CCI Stressing Innovation

Cleveland Clinic Innovations (CCI) http://innovations.clevelandclinic.org) is the commercialization arm of the Cleveland Clinic and helps companies navigate the patenting and commercialization process. CCI tries to turns inventions into medical products that will benefit patients and create new business opportunities for many companies.

In the last 14 years, 66 companies have been helped by the Cleveland Clinic where the technology was developed and received much need expertise on the commercialization process. Nearly three quarters of these companies have received more than $750 million in equity investment to date. CCI has transacted nearly 450 licenses with more than 2,200 patient applications resulting in 525 patents being issued.

One CCI spinoff company called NaviGate received the green light to move their novel mitral silent valve prosthesis and delivery system a step closer to the bedside. Invented by Jose Navia MD, a Surgeon in the Department of Thoracic and Cardiovascular Surgery at the Cleveland Clinic, the system is designed to provide a minimally invasive treatment option for patients suffering from mitral valve disease who are considered too high risk to undergo traditional open heart surgery.

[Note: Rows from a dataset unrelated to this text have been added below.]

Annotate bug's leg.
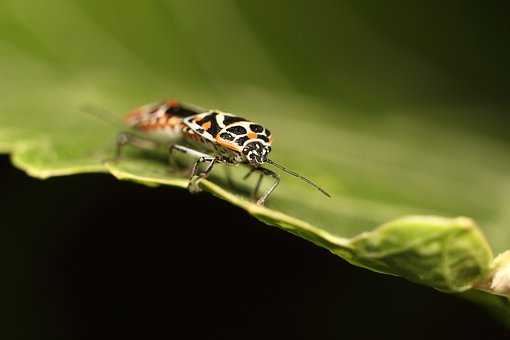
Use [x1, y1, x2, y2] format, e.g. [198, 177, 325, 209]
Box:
[168, 144, 217, 192]
[243, 168, 257, 180]
[113, 132, 160, 162]
[188, 156, 217, 193]
[225, 166, 234, 189]
[257, 168, 280, 205]
[252, 173, 264, 201]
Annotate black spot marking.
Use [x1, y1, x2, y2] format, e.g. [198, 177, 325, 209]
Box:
[236, 136, 249, 146]
[227, 126, 248, 135]
[223, 115, 246, 126]
[257, 134, 269, 143]
[250, 124, 264, 133]
[197, 112, 221, 137]
[220, 132, 235, 141]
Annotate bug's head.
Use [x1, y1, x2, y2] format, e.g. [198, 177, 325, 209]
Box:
[243, 141, 271, 167]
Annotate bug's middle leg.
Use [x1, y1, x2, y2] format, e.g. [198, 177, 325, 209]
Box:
[168, 144, 217, 192]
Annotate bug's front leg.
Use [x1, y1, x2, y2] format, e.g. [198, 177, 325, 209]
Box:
[253, 168, 280, 205]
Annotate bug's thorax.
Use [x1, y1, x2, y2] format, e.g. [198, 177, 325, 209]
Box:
[183, 110, 271, 166]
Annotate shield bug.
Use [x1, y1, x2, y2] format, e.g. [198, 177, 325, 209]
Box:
[86, 100, 330, 205]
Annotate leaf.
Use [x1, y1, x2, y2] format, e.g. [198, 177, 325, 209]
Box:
[0, 0, 510, 324]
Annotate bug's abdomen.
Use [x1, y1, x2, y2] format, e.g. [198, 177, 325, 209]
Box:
[125, 100, 199, 143]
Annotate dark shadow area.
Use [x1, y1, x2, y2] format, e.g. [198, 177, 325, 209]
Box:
[0, 157, 508, 339]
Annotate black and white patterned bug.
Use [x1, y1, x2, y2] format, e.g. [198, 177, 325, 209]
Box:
[113, 100, 330, 205]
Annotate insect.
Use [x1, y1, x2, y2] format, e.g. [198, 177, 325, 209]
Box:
[116, 100, 330, 205]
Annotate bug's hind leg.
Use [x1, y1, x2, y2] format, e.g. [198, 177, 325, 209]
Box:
[113, 131, 161, 162]
[253, 168, 280, 205]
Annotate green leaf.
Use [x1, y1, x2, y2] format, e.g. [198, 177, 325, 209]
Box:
[0, 0, 510, 324]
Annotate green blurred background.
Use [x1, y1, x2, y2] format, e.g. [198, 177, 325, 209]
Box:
[0, 0, 510, 339]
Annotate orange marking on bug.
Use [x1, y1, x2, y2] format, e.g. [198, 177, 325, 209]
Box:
[202, 122, 211, 130]
[166, 99, 180, 107]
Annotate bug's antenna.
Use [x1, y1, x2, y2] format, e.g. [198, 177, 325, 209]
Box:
[79, 104, 121, 126]
[266, 158, 331, 198]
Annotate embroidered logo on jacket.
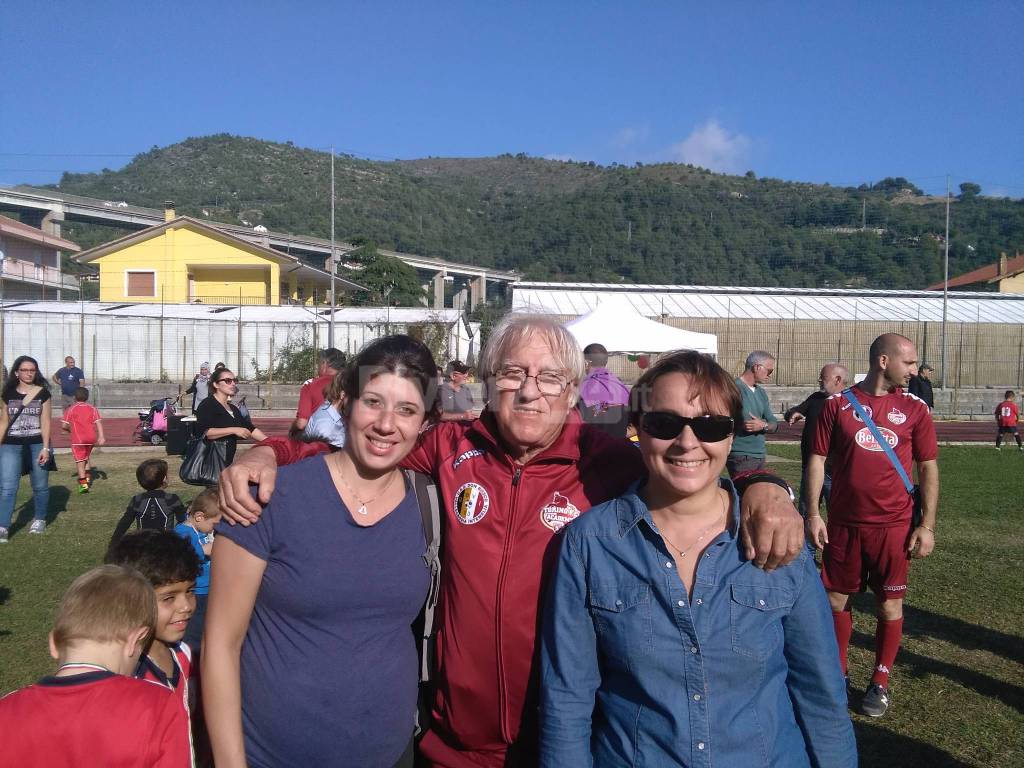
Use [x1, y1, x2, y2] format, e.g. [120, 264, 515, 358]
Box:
[886, 408, 906, 426]
[452, 450, 483, 469]
[854, 425, 899, 451]
[541, 490, 580, 534]
[455, 482, 490, 525]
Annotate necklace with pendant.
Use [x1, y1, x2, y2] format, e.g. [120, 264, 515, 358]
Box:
[337, 459, 398, 517]
[660, 493, 722, 558]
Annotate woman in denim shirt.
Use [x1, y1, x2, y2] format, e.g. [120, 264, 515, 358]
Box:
[541, 352, 857, 768]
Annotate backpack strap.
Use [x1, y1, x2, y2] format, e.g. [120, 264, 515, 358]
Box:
[403, 469, 441, 682]
[843, 387, 913, 494]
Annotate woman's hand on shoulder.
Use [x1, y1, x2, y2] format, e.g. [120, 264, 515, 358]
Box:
[218, 445, 278, 525]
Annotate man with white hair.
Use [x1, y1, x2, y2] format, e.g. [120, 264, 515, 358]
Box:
[725, 350, 778, 477]
[220, 314, 803, 768]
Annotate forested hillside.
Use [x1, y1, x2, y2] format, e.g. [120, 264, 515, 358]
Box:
[44, 134, 1024, 288]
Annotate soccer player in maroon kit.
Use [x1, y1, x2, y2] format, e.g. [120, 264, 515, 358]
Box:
[995, 389, 1024, 451]
[804, 334, 939, 717]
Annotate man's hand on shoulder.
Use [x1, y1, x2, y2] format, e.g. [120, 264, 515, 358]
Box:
[219, 445, 278, 525]
[739, 482, 804, 570]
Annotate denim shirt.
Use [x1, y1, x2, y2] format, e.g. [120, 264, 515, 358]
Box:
[304, 401, 345, 447]
[541, 479, 857, 768]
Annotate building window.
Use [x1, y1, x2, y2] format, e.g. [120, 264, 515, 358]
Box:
[125, 271, 157, 297]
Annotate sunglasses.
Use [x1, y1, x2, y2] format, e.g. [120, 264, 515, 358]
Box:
[640, 411, 734, 442]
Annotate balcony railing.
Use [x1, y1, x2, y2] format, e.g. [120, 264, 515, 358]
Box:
[0, 259, 79, 291]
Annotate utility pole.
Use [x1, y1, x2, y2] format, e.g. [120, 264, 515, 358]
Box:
[942, 174, 949, 389]
[327, 144, 337, 347]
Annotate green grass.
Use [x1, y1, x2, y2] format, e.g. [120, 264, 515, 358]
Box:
[0, 445, 1024, 768]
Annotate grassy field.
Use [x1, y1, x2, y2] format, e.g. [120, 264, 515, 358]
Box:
[0, 445, 1024, 768]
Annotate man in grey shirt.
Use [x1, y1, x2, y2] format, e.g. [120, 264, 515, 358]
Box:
[438, 360, 476, 421]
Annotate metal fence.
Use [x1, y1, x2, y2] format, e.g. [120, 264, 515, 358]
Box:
[562, 315, 1024, 388]
[0, 305, 476, 381]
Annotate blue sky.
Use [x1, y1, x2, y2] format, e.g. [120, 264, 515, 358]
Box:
[0, 0, 1024, 198]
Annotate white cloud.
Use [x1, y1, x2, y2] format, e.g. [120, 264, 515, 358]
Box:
[669, 118, 752, 173]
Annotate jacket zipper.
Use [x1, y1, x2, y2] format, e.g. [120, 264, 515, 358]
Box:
[495, 465, 523, 743]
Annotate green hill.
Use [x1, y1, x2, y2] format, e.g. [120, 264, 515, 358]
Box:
[44, 134, 1024, 288]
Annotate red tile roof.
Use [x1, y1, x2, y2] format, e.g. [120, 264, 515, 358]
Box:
[928, 253, 1024, 291]
[0, 211, 82, 251]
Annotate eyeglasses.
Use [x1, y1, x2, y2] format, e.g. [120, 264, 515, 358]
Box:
[640, 411, 735, 442]
[495, 368, 569, 396]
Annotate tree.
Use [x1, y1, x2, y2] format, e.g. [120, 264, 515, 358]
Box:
[350, 241, 424, 306]
[959, 181, 981, 200]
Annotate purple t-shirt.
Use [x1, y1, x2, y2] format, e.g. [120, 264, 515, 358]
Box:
[214, 456, 429, 768]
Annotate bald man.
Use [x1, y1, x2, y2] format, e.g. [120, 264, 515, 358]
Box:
[804, 334, 939, 717]
[784, 362, 850, 520]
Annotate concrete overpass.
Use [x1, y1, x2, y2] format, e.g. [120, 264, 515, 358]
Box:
[0, 186, 521, 309]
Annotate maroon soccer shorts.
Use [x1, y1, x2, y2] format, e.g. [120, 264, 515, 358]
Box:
[821, 522, 910, 600]
[71, 445, 92, 462]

Last April, NaviGate secured a bridge financing deal that will enable the company to evaluate the system in chronic animal studies. After the chronic animal testing in finished, NaviGate expects to begin human patient trials in Europe later this year and do U.S clinical studies within the next three to five years. For more information on the project, email fortunp@ccf.org.

In other innovative developments, researchers at the Cleveland Clinic Foundation’s Medical Device Solutions Laboratory, (http://mds.clevelandclinic.org) are working on developing new bone scaffold materials to improve the healing of bone defects. The research is being done to determine the effectiveness of the scaffold materials and the extent to which they promote revascularization in and around the bone defect.

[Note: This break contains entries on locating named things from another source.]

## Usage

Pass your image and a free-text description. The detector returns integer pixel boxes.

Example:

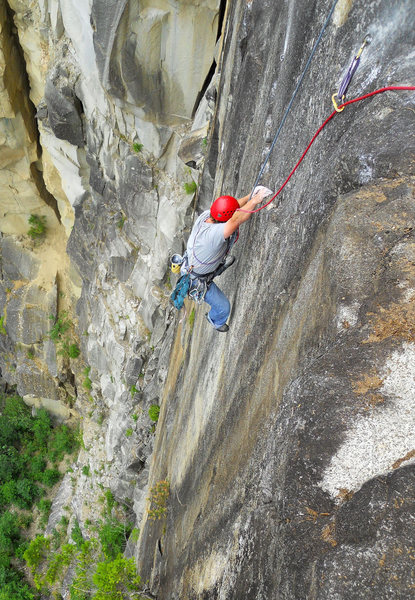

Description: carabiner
[331,93,346,112]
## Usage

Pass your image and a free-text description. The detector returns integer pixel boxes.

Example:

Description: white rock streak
[320,343,415,497]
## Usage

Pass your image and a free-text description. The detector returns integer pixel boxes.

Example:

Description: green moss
[184,181,197,194]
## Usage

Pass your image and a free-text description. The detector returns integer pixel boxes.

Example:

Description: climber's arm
[223,186,272,240]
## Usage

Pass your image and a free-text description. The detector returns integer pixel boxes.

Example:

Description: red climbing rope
[238,85,415,213]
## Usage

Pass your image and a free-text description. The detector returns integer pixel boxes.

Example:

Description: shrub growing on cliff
[27,215,46,240]
[184,181,197,194]
[148,404,160,423]
[147,479,170,521]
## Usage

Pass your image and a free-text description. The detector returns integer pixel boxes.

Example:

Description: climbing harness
[170,254,184,275]
[239,85,415,214]
[170,273,191,310]
[331,35,372,112]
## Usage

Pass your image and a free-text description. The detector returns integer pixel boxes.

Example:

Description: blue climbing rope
[249,0,338,199]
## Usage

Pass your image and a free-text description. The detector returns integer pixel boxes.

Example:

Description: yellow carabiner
[331,94,346,112]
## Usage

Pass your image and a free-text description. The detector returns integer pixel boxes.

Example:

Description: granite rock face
[138,0,415,600]
[0,0,223,580]
[0,0,415,600]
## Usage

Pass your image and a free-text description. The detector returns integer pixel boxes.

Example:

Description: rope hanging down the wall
[238,85,415,214]
[249,0,339,199]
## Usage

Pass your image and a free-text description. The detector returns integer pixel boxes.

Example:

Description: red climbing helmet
[210,196,239,223]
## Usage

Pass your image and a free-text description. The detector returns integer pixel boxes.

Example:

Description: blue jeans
[205,282,231,328]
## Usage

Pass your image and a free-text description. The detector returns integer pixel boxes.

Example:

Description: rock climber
[182,186,272,333]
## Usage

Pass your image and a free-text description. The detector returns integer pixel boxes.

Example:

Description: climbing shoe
[205,313,229,333]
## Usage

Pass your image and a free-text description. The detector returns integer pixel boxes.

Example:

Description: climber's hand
[252,185,272,204]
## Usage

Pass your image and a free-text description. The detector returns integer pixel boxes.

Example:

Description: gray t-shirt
[187,210,232,275]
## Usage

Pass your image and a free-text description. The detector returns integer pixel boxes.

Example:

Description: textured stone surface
[138,0,415,600]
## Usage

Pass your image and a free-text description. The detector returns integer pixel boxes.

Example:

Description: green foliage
[98,518,129,559]
[41,469,61,487]
[0,477,41,509]
[148,404,160,423]
[49,312,81,358]
[23,535,50,573]
[37,498,52,527]
[49,312,72,342]
[183,181,197,194]
[71,521,85,550]
[0,511,20,558]
[59,340,81,358]
[27,215,46,240]
[147,479,170,521]
[0,564,37,600]
[92,554,140,600]
[0,394,77,600]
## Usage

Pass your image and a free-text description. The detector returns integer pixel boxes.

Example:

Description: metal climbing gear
[189,277,208,304]
[170,273,191,310]
[170,254,184,275]
[331,35,372,112]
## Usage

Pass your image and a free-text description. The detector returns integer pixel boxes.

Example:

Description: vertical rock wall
[0,0,219,552]
[139,0,415,600]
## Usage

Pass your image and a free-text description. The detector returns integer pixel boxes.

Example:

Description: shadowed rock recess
[139,0,415,600]
[0,0,415,600]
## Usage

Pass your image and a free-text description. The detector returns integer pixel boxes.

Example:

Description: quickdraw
[331,35,372,112]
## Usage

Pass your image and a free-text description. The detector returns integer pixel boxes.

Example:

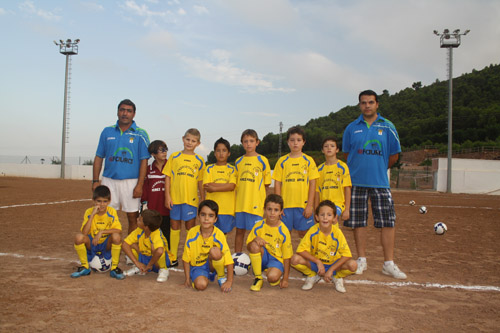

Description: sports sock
[249,252,262,279]
[111,244,122,270]
[212,257,226,279]
[75,243,89,268]
[170,228,181,260]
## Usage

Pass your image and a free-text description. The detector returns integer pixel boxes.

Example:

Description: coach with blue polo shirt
[92,99,150,234]
[342,90,406,279]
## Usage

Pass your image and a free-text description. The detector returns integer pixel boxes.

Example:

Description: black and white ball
[232,252,250,275]
[434,222,448,235]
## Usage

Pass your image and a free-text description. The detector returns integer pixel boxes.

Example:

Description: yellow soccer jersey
[234,155,271,216]
[273,154,319,208]
[125,228,175,262]
[182,225,234,266]
[247,219,293,263]
[297,224,352,265]
[316,160,352,206]
[80,206,122,244]
[203,164,237,216]
[162,151,205,207]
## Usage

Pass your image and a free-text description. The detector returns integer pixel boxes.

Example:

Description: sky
[0,0,500,159]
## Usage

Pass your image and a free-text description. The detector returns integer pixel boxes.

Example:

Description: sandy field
[0,177,500,332]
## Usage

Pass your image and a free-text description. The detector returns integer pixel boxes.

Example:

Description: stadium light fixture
[434,29,470,193]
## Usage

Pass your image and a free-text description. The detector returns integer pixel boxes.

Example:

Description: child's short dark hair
[141,209,163,231]
[314,200,337,216]
[286,126,306,141]
[264,193,283,210]
[148,140,168,154]
[240,129,260,142]
[198,199,219,217]
[92,185,111,200]
[214,138,231,151]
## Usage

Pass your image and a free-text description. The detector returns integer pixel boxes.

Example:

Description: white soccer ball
[434,222,448,235]
[89,253,111,273]
[232,252,251,275]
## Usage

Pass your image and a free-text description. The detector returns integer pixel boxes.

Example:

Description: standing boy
[273,126,319,238]
[203,138,236,234]
[71,185,125,280]
[247,194,293,291]
[182,200,234,293]
[315,137,352,223]
[163,128,205,266]
[342,90,406,279]
[234,129,271,252]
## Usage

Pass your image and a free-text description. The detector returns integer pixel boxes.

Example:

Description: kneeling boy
[71,185,125,280]
[182,200,234,292]
[123,209,172,282]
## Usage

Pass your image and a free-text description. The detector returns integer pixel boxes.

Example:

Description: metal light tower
[434,29,470,193]
[54,39,80,179]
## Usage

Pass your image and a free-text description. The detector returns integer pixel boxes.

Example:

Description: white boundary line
[0,252,500,292]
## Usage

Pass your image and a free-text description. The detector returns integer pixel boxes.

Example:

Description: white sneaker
[156,268,168,282]
[382,264,406,280]
[333,277,345,293]
[356,258,368,275]
[302,274,321,290]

Researchers in the laboratory have developed a bone marrow oxygen telemetry system to measure the amount of revascularization needed to measure the oxygen levels in each bone defect as the bone heals.  This system monitors the oxygen tension in the marrow space of the femur over a period of one month and then transmits the data out daily allowing researchers to track the progress of home revascularization after damage.